Avec Isabelle Hupper, Brendan Gleeson, Marisa Tomeï

 

Synopsis :  Frankie, célèbre actrice française, se sait gravement malade. Elle décide de passer ses dernières vacances entourée de ses proches, à Sintra au Portugal.

 

 

Mon humble avis : Comme je me suis.... ennuyée ! Mes "coséanseurs" ont un peu plus apprécié que moi, mais aucun enthousiasme débordant dans notre équipe.

Il faut beaucoup de temps pour comprendre le lien réel entre les personnages, à savoir leur degré de familiarité entre eux et avec Frankie. Du coup, impossible dans les premiers temps de saisir l'éventuelle subtilité de leurs rapports.

Les personnages ne font que se croiser et s'éparpiller, donc le film est comme une succession de saynètes dont le puzzle tarde à se former, et lorsqu'il est achevé, on se demande vraiment dans quel sens il faut le regarder.

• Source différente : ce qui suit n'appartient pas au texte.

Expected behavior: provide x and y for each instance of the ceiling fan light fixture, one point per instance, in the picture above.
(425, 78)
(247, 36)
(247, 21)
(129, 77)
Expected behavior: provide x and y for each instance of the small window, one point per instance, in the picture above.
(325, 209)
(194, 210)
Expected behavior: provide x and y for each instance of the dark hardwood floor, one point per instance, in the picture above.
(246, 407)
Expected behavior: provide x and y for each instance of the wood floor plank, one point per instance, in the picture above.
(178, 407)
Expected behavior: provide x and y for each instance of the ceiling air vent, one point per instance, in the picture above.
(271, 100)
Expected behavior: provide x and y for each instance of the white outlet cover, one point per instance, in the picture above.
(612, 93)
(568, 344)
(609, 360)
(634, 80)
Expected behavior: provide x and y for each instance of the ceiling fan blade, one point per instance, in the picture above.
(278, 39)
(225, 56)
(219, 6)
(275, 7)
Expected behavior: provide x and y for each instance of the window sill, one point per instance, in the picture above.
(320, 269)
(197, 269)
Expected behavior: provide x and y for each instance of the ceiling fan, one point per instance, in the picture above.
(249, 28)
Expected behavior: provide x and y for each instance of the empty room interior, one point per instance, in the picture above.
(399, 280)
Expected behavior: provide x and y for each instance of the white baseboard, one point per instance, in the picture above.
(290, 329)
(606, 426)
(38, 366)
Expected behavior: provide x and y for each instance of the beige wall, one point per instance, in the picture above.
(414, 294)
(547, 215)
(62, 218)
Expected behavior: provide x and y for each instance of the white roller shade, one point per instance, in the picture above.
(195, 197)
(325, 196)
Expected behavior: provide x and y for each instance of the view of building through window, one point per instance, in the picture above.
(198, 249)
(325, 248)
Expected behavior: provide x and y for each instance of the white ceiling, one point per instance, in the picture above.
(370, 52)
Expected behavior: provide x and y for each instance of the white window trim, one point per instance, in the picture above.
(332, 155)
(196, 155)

On passe beaucoup de temps à voir les acteurs arriver sur un lieu, puis à les voir repartir du lieu. Et dans les dialogues souvent courts, voire inachevé, les personnages sont si distants entre eux qu'ils peinent vraiment à faire passer des émotions alors que le synopsis laisser penser que le film pourrait être vraiment émouvant.

Il semble que toute l'action se déroule sur une journée... Etonnant tout ce que les gens ont le temps de faire dans une journée, tout en ne faisant rien... Impression d'errements ne menant à pas grand-chose.

Et puis, comme je m'ennuyais, j'ai noté des fautes de raccord, des manques de crédibilité...  J'ai vu le film en VO, sachant que les personnages s'expriment tantôt en Anglais, tantôt en français, suivant leur nationalité et leur lieu de vie. Et comme par hasard, le peu de Portugais rencontrés au cours du film parle un Anglais très fluide, sans aucune hésitation de vocabulaire etc... Même un ado qui n'a pas eu le temps de vivre 10 vies s'exprime parfaitement dans la langue de Shakespeare !

Cette chronique d'un deuil annoncé est donc très déroutante, et si qualités il y a, elles doivent être discrètes... Donc si vous aimez les films discrets et mornes, allez-y. Mais de mon côté, je n'ai vraiment pas aimé et je me languis de voir un film qui me réjouisse pleinement, il me semble que ces derniers temps, le cinéma ne m'a pas emportée plus que ça. Mais de très bons films sont annoncés dans les semaines à venir, donc ça ne saurait tarder !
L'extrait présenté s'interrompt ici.